Harry pulled open the passenger door and slid into the car. He clicked himself in as Noble raced forward, turning the siren on and heading to Elephant & Castle.
‘You need your head examining,’ Noble shouted over the noise. Harry’s vision went briefly grey, and he leant forward, expecting to pass out or vomit, but he didn’t.
‘Are you OK?’
Harry looked up to meet her eyes. Everything hurt. Noble came up against traffic at the roundabout, slammed on the airhorn, and waited for the buses to move out of her way.
‘I’m alive,’ Harry told her. ‘What the hell’s going on?’
‘We’re up shit creek,’ Noble said. ‘But thanks to you, we might have a paddle.’
Noble swerved left and leant over the dashboard as they approached a red light, checking they were clear before she jumped it. They had to shout to hear each other over the siren and the noise of the traffic. Noble took the south-west exit from the roundabout, towards Kennington and Clapham. Made Harry wonder where the hell they were heading on blue lights.
‘What’s the rush?’ he yelled.
‘I called Marsden after you called me. This afternoon, we had the team work up everyone in the Saviour Project, ready to split into pairs and question all of them tomorrow. Half an hour ago, one of her DCs rang Charlie Ambrose to ask him to come in tomorrow morning.’
‘Shit,’ Harry said, realising what it meant. ‘So he knows we’re on to him.’
‘Maybe.

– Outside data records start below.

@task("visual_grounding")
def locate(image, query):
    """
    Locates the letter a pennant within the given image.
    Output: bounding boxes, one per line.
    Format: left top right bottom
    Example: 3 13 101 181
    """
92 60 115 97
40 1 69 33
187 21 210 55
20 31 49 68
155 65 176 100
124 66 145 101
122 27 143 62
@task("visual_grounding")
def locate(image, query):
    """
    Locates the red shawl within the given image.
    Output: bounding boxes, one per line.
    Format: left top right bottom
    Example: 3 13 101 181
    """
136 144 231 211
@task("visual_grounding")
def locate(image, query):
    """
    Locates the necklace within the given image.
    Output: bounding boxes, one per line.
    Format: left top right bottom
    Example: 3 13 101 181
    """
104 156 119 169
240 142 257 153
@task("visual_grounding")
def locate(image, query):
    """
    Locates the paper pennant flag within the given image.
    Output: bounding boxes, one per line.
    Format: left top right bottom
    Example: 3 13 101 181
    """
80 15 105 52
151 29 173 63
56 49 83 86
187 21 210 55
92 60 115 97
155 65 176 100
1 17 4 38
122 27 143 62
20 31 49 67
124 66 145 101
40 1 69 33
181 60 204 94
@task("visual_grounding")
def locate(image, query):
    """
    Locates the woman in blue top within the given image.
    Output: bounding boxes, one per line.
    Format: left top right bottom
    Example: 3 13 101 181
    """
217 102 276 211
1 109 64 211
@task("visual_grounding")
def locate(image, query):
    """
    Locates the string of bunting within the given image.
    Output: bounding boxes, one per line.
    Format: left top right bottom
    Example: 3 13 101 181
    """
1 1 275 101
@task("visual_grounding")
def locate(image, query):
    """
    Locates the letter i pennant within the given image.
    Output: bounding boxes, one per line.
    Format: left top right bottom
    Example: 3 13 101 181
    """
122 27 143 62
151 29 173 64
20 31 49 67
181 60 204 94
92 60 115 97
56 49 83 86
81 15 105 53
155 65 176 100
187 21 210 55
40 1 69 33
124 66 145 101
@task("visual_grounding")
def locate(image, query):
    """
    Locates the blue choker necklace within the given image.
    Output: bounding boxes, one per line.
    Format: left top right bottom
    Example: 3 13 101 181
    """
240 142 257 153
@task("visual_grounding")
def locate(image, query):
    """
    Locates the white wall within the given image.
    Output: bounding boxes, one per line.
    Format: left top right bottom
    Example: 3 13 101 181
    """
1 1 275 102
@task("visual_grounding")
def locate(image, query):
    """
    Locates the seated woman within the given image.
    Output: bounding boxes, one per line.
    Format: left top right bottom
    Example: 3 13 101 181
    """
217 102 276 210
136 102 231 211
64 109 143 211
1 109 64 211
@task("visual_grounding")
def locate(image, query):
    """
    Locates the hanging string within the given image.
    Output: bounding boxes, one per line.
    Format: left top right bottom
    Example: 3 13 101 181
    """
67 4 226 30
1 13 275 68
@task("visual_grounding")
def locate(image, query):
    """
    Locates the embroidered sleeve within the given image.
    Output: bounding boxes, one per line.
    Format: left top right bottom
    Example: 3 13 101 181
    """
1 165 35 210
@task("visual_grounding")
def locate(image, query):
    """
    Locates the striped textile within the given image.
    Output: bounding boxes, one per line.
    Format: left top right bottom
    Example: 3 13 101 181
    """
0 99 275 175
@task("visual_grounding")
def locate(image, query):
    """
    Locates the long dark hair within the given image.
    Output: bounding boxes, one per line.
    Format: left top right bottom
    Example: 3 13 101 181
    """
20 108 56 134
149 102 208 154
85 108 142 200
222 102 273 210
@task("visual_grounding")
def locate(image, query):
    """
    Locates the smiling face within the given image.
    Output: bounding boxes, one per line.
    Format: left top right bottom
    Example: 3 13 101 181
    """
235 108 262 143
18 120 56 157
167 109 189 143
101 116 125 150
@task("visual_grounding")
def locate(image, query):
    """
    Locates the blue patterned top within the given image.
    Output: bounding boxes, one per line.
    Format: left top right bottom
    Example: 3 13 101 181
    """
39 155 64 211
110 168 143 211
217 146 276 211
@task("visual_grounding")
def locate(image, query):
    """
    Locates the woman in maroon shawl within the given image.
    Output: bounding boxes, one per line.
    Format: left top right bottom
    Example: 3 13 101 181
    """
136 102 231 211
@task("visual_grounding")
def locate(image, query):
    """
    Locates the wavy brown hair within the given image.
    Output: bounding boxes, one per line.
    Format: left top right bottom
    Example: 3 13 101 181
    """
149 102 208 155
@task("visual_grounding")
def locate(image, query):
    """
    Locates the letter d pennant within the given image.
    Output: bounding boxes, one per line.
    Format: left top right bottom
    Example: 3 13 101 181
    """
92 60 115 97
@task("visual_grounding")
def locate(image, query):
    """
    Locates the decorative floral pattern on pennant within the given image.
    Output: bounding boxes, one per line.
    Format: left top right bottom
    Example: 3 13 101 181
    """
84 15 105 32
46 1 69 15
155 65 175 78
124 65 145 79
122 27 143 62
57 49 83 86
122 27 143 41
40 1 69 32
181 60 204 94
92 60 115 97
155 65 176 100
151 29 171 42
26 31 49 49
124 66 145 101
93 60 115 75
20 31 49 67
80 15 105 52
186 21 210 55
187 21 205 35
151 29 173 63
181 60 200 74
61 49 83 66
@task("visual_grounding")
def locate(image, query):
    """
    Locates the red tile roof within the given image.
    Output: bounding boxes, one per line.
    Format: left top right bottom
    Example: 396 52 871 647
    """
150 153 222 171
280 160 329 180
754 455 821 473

With luck, he doesn’t know we’re coming now,’ Noble said. ‘But he knows his days are numbered. We’ve got to get to him before he runs.’
‘Where does he live?’
‘Pulross Road,’ Noble said. ‘Brixton. Jesus Christ, Harry, you’d better be right about this.’
‘Fitzpatrick picked him out from a photo,’ Harry said. ‘I was trying to find a picture of Whitacre, for God’s sake.’
The radio squawked from the car’s central console as they flew past the Imperial War Museum, an inspector with a Trojan call sign asking for Noble. Harry picked up the conversation: Ambrose was known to be armed, so they would hold at the house before getting an armed response team to go into the house and arrest him. They were coming in two vans from Whitechapel, and would arrive in twenty minutes.
‘They know about us,’ Harry shouted once Noble signed off on the radio.
‘I know,’ Noble shot back, ‘Fairweather wants me done for misconduct.’
>
‘Shit,’ said Harry. ‘I’m sorry.’
Noble swerved onto the wrong side of the road and then cut into the traffic as it merged into a junction. They had to be covering ground faster than Harry ever had in London before.
‘You should’ve told me about the affair, Harry,’ Noble said. ‘You made me look like a right fucking idiot.’
‘I’m sorry,’ Harry said. ‘I didn’t think it was important.’
‘What, that you had an obvious motive for doing in Lahiri? Christ, if you hadn’t just broken my case, I’d be letting you sweat in a cell, you bastard.’
He sat back in his seat and watched a group of tube passengers scatter as they ran the traffic lights opposite Oval station. They were closing now – Harry didn’t know where Pulross Road was, but they were approaching Brixton. He wondered if Ambrose would come quietly or try and make a run for it. Or worse, fight his way out. Wondered what was about to unfold. They passed another branch of Chicken Hut on the left, and Harry thought back to Sunday evening, when everything had started. Perhaps everything ended here.
‘Shit, that’s Mo calling,’ Noble said. ‘Answer it, will you.’
Harry reached forward and took the call on Noble’s phone, which was plugged into the car’s hands-free system. Wilson’s voice filled the car, too quiet to hear.
‘Speak up, Mo!’ Noble yelled. ‘Hang on.’
She reached down and killed the siren. They were approaching Stockwell station now, and Harry realised that they were close enough that Noble didn’t want Ambrose to be forewarned by the sirens.
‘I’ve got background on Ambrose, guv,’ Wilson’s voice said. ‘He sounds like our guy. I checked his record with LAS. He was never a paramedic, just an ambulance technician. Left the service back in 2007 with a clean record. But I just got off the phone with his old line manager. She said a teenage boy he was driving to hospital claimed Ambrose groped him while his crewmate was out of the vehicle. Ambrose resigned rather than face the investigation.’